Control flow is the order in which statements run. Conditionals let you branch: "if this is true, do A; else do B." Loops let you repeat: "do this while a condition holds" or "for each item, do this."

Mastering conditionals and loops is essential. They appear in every program. Nested conditionals and loops can get complex—keeping them shallow and readable is a skill. Many bugs come from off-by-one errors in loops or missing branches in conditionals.

What you need to know

  • if/else, switch for branching
  • for, while for repetition
  • Conditions must be clear and complete

Example

Code is language-agnostic in spirit; adapt the idea to your language:

// Conditionals
if (score >= 60) {
  console.log("Pass");
} else {
  console.log("Fail");
}

// Loop
for (let i = 0; i < 3; i++) {
  console.log("Step", i + 1);
}

Why this matters

Control flow is behind every coding question: loops to traverse data, conditionals for business rules.

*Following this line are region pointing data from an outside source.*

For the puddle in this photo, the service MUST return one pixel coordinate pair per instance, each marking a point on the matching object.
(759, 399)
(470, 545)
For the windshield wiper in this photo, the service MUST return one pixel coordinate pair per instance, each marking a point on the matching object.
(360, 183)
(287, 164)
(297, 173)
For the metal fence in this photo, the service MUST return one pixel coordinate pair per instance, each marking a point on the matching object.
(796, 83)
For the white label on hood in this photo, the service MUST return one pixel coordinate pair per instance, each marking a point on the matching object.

Off-by-one and missing edge cases are common interview pitfalls.

How it connects

Control flow appears inside functions and methods. In OOP, class methods use the same conditionals and loops; SOLID and clean code advise keeping that logic simple and readable.

Interview focus

Be ready to explain these; they come up often.

  • When to use for vs while; when to use switch vs if/else chain.
  • Edge cases: empty input, single element, boundary values.
  • Avoid deep nesting: early returns and guard clauses keep code flat.